Le procureur et Bruno Lasserre nous donnent à voir des choses nouvelles dans ce procès : le burn out et le décès d’un agent seraient donc du ressenti ? La pressurisation du service juridique ordonnée par M. Lasserre serait donc une maladresse ? Avec de telles qualifications des faits, il semble possible de justifier l’injustifiable. Le champ du possible semble étendu à l’infini, les parallèles se croisent, la bêtise chevauche l’intelligence et l’ignominie épouse la bienveillance…
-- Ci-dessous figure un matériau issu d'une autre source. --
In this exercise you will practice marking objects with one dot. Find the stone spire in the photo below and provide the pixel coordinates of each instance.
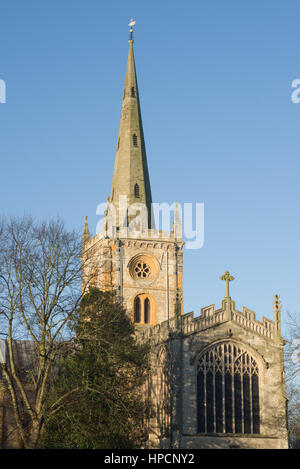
(131, 176)
(86, 233)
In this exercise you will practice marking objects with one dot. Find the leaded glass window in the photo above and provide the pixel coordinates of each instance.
(228, 391)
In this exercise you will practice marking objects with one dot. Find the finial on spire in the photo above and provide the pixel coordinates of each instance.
(132, 23)
(228, 278)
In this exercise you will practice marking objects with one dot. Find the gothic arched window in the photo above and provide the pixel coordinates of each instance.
(147, 311)
(136, 191)
(227, 391)
(137, 309)
(144, 309)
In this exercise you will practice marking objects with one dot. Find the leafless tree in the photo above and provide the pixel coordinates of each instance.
(40, 289)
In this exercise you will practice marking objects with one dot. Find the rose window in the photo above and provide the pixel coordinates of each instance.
(142, 270)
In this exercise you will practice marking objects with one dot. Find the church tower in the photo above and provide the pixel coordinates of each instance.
(129, 255)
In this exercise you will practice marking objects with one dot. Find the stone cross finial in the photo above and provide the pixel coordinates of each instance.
(228, 278)
(276, 304)
(132, 23)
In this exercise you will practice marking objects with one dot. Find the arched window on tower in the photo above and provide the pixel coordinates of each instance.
(144, 309)
(137, 309)
(136, 191)
(147, 311)
(228, 391)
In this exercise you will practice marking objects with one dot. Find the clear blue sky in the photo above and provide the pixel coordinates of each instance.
(220, 127)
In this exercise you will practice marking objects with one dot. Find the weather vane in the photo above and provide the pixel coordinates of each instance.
(132, 23)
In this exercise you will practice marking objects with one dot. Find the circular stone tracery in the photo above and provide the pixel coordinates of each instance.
(144, 267)
(142, 270)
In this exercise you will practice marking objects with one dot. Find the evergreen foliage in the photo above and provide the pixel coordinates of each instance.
(98, 393)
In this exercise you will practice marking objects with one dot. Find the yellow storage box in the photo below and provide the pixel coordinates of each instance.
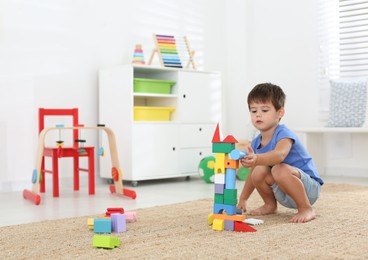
(142, 113)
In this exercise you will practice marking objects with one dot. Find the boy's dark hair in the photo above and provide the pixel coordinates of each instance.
(265, 92)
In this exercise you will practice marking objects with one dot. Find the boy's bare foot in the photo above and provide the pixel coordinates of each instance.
(304, 215)
(264, 210)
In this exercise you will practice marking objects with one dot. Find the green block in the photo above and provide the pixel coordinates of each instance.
(231, 202)
(102, 241)
(230, 194)
(222, 147)
(219, 198)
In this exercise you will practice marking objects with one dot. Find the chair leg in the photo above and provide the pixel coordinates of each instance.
(55, 174)
(43, 175)
(91, 171)
(76, 172)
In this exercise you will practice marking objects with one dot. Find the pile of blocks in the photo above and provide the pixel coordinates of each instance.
(225, 215)
(114, 221)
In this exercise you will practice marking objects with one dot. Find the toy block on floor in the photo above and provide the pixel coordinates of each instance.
(210, 219)
(222, 147)
(219, 198)
(109, 242)
(90, 223)
(102, 225)
(118, 222)
(231, 164)
(229, 225)
(218, 224)
(109, 211)
(242, 227)
(131, 216)
(230, 179)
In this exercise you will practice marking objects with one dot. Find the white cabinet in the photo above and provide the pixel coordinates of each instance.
(159, 149)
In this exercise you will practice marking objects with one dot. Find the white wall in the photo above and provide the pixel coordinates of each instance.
(50, 52)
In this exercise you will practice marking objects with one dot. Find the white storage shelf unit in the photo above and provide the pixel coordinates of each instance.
(159, 149)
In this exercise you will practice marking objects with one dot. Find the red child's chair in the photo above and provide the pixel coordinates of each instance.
(55, 153)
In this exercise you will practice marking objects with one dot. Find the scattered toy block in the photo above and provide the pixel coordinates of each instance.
(219, 198)
(221, 208)
(237, 154)
(218, 224)
(102, 225)
(131, 217)
(222, 147)
(231, 164)
(230, 179)
(109, 242)
(90, 223)
(114, 210)
(118, 222)
(210, 219)
(229, 225)
(230, 139)
(242, 227)
(229, 217)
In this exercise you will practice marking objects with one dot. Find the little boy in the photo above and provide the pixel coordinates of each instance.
(281, 169)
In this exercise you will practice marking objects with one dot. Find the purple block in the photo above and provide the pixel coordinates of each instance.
(219, 188)
(229, 225)
(118, 222)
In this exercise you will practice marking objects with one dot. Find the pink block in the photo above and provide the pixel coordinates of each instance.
(131, 216)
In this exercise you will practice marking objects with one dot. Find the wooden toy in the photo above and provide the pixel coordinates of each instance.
(109, 242)
(172, 51)
(117, 187)
(225, 216)
(138, 56)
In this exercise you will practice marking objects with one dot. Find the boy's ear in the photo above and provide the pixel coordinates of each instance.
(281, 112)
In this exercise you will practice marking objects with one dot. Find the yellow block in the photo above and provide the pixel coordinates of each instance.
(220, 162)
(218, 224)
(210, 219)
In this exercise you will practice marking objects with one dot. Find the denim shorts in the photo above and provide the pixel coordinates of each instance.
(311, 186)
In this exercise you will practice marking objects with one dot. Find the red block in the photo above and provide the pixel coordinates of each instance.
(242, 227)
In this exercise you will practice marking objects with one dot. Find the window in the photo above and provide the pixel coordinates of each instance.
(343, 36)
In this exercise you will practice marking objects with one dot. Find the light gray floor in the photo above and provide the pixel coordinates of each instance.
(16, 210)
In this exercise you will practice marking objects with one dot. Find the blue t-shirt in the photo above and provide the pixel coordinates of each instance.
(298, 155)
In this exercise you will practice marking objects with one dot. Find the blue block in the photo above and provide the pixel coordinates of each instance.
(219, 188)
(219, 208)
(230, 179)
(102, 225)
(229, 225)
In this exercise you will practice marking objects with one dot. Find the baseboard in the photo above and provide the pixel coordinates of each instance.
(346, 172)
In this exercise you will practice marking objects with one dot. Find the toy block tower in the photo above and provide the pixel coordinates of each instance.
(224, 216)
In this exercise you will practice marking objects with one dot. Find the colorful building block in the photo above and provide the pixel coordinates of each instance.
(222, 147)
(230, 179)
(218, 224)
(242, 227)
(101, 241)
(102, 225)
(229, 225)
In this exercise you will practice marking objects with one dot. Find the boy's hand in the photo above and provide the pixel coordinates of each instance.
(250, 159)
(242, 205)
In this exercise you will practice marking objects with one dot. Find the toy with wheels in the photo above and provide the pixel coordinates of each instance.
(206, 169)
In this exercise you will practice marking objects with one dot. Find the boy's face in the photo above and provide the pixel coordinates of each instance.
(264, 115)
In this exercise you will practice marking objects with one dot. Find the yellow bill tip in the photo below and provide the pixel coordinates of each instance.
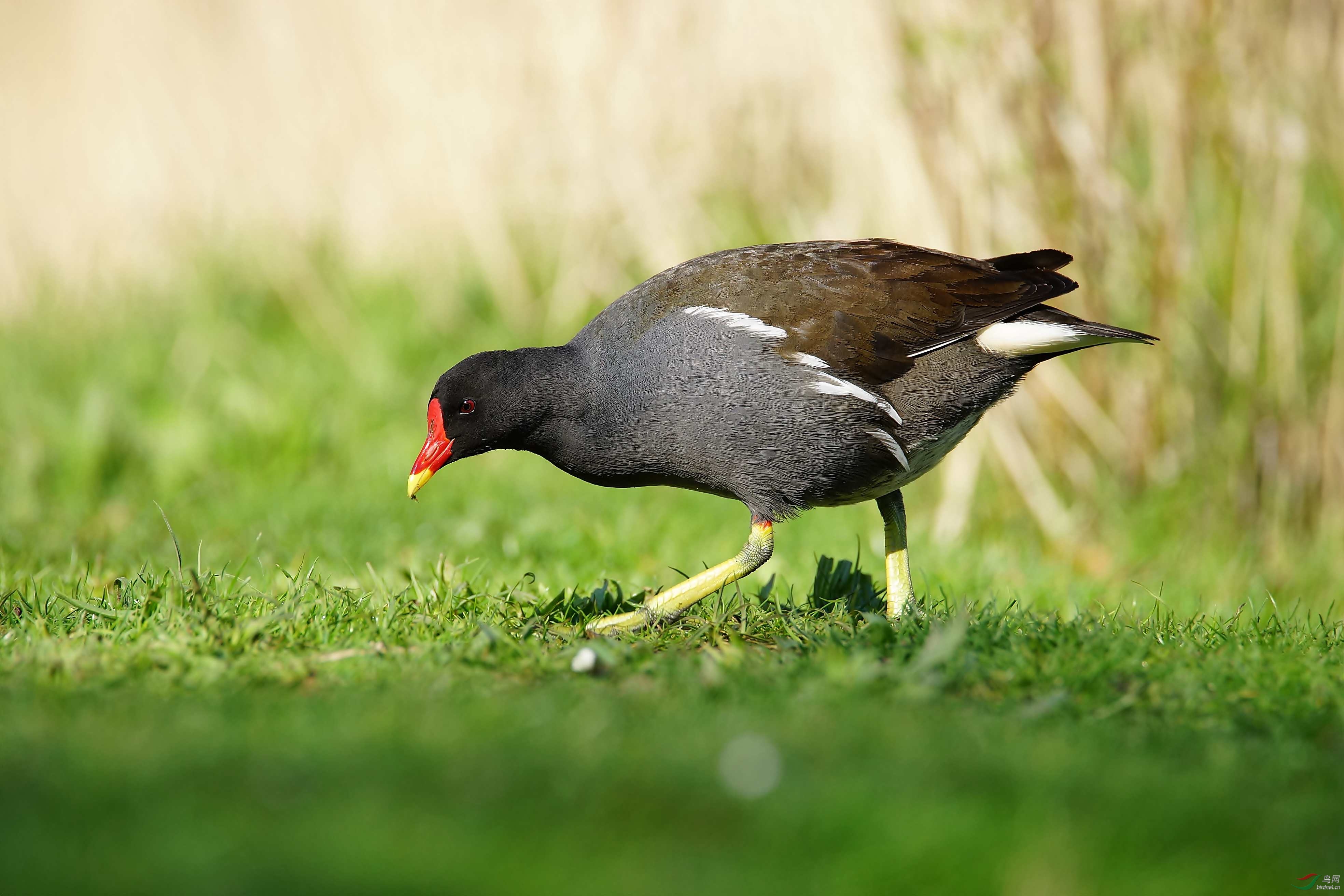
(417, 481)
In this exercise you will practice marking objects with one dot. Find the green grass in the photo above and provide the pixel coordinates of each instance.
(326, 686)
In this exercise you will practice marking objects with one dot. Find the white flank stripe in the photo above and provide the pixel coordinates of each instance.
(737, 320)
(811, 361)
(892, 445)
(1015, 339)
(835, 386)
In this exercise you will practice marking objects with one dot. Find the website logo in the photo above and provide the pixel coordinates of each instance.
(1318, 882)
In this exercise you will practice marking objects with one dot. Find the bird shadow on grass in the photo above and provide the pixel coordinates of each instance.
(842, 585)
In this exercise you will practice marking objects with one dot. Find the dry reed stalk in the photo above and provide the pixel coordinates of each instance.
(557, 148)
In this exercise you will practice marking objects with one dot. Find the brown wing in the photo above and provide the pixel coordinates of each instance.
(867, 308)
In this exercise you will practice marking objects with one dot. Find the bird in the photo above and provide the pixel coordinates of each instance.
(785, 377)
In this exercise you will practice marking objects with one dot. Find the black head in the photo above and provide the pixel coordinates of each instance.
(480, 405)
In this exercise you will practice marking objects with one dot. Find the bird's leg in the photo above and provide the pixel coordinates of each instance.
(901, 593)
(671, 604)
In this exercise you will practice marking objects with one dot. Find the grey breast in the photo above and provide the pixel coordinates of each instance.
(717, 407)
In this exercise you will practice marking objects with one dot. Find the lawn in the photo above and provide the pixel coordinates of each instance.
(236, 659)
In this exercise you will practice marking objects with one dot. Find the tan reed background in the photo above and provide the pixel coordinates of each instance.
(1187, 152)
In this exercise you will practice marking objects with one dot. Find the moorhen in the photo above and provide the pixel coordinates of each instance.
(785, 377)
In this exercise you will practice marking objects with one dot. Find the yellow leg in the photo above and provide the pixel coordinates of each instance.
(901, 591)
(671, 604)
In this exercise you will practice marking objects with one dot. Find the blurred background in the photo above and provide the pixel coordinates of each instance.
(240, 241)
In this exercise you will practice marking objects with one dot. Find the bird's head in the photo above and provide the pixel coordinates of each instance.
(476, 406)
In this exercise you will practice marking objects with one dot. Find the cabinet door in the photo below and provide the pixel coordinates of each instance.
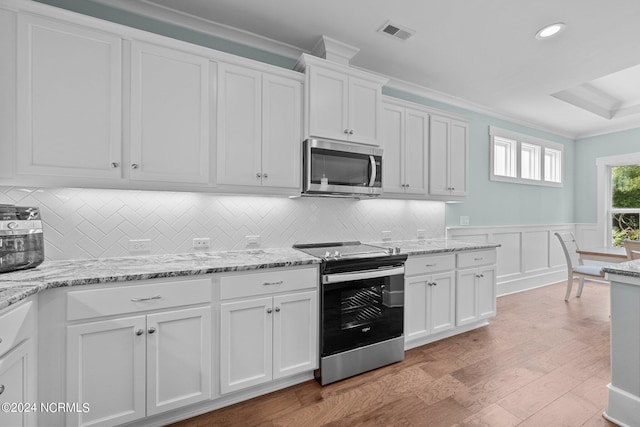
(17, 384)
(458, 158)
(328, 104)
(416, 301)
(69, 100)
(239, 126)
(415, 152)
(169, 115)
(106, 369)
(439, 156)
(295, 336)
(466, 297)
(364, 111)
(245, 343)
(487, 292)
(178, 359)
(392, 140)
(442, 302)
(281, 131)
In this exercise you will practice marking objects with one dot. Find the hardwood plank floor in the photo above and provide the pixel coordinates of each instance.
(541, 362)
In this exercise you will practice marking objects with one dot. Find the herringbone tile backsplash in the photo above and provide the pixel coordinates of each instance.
(91, 223)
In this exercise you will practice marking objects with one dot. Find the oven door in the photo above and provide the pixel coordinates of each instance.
(339, 168)
(361, 308)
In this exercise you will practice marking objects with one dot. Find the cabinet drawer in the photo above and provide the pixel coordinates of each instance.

Ce procès aura été l’occasion de voir le repentir, aux accents sincères, de Fabien Zivy, l’ancien chef du service juridique de l’autorité de la concurrence. Il a demandé pardon à la mère de l‘agent décédé et aux agents victimes de la pressurisation du service juridique. Bruno Lasserre qui s’est présenté le troisième jour du procès comme un homme rationnel mais avec du cœur, n’a pas demandé pardon. C’est normal, M. Lasserre est rationnel : il ne savait rien de ce qui se passait sous son autorité, il n’a pas à demander pardon même si l’un de ses agents décède en raison de ses conditions de travail et même si des agents souffrent de la pressurisation. On rencontre dans la vie des cœurs secs et froids comme une équation trempée dans l’azote liquide. On rencontre des procès où tout devient irréel, un salmigondis au ressenti étrange et dans lequel la réalité se voile de non dit et d’un brin de déshonneur.

Toutes les parties, à savoir Fabien Zivy, la mère de l’agent décédé et les syndicats, à l’exception donc de Bruno Lasserre, plaident dans le même sens de la responsabilité pénale de l’ancien président de l’autorité de la concurrence en tant que complice, co-auteur, voire instigateur du harcèlement moral subi par l'agent décédé. Toutes les parties seraient en fait dans le ressenti et tremblent peut-être de découvrir le 18 décembre prochain qu’elle se sont monté la tête en croyant être harcelées par celui qui décide de tout après avoir constaté un décès et une moitié des effectif d’un service en arrêt maladie. Après tout, dans le métavers, on ne meurt pas et celui qui décide de tout ne sait rien de ce qu’il décide si tenté même qu'il sache qu'il décide et que son rôle est de décider.